Ia memandang jalannya persidangan, serta putusan praperadilan dalam kasus Komjen Pol Budi Gunawan, mantan Walikota Makassar Ilham Arief Sirajuddin, mantan Dirjen Pajak Hadi Poernomo, serta beberapa putusan praperadilan lain di PN Jakarta Selatan telah di luar nalar atau logika hukum.
"Contohnya dalam praperadilan Novel, ada pemeriksaan saksi pokok perkara malah dibiarkan saja. Dari fakta ini kita berkesimpulan praperadilan jadi arus balik antikorupsi," tuturnya di PN Jakarta Selatan, Senin (15/6).
Selain itu, ia pun menganggap upaya praperadilan dalam kasus KPK melawan Polri di PN Jakarta Selatan seperti sudah dalam skenario dan skema yang telah diketahui hasilnya.
"Terutama dalam praperadilan Komjen Pol Budi Gunawan yang diputus oleh hakim Sarpin Rizaldi dan praperadilan Hadi Poernomo yang diputus oleh hakim Haswandi, terlihat jelas bahwa kedua hakim memberi putusan yang di luar wewenang atau ultra petita," tuturnya.
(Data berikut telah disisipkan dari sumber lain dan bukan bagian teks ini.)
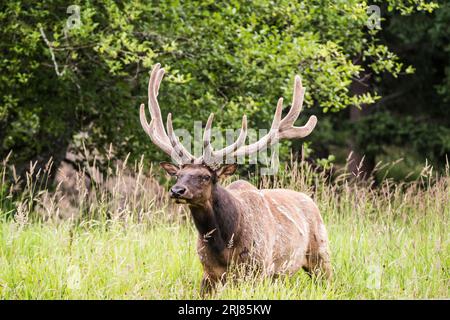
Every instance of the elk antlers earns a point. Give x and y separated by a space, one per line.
169 143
Bukan hanya itu, dalam pemeriksaan praperadilan yang diajukan oleh Novel Baswedan, Abdul menjelaskan, hakim praperadilan telah jelas dan nyata membiarkan saksi dalam pokok perkara memberikan keterangan meskipun sudah diprotes.
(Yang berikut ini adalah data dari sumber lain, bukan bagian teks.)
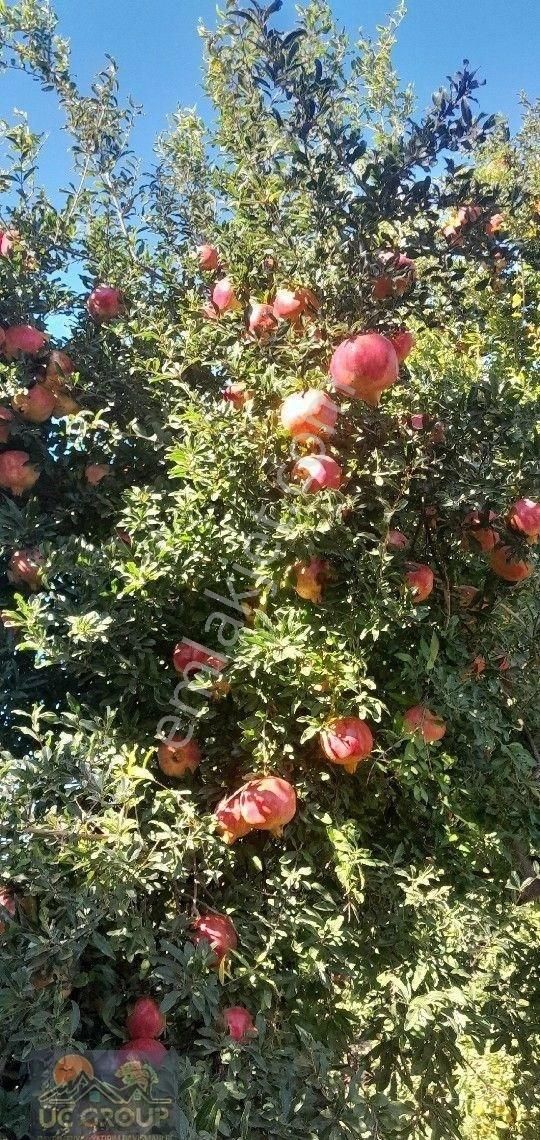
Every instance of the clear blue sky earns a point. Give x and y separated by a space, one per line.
160 54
"Kemudian di praperadilan Novel Baswedan, ada alasan dua kali ketidakhadiran Novel atas panggilan pemeriksaan dari Bareskrim Polri yang ditunjukkan dengan surat dari pimpinan KPK. Tapi surat itu dianggap tidak patut (oleh hakim) sehingga permohonan praperadilan ditolak," katanya.
Berdasarkan hasil eksaminasi beberapa putusan praperadilan yang mengindikasikan adanya kecenderungan bahwa tidak ada standar berbasis fakta dan argumentasi untuk menerima atau menolak permohonan praperadilan itu. Karena itu kuasa hukum Bambang Widjojanto memutuskan kembali mencabut gugatan praperadilan.
Diketahui, Bambang Widjojanto telah tiga kali mengajukan permohonan praperadilan atas penetapan tersangka dan penangkapan oleh penyidik Bareskrim Polri di PN Jakarta Selatan. Pertama, BW mengajukan praperadilan pada 23 Januari dan dicabut 9 Februari. Kedua, BW kembali mengajukan pada 7 Mei dan dicabut 20 Mei. Ketiga, BW mengajukan kembali praperadilannya pada 27 Mei dicabut 15 Juni.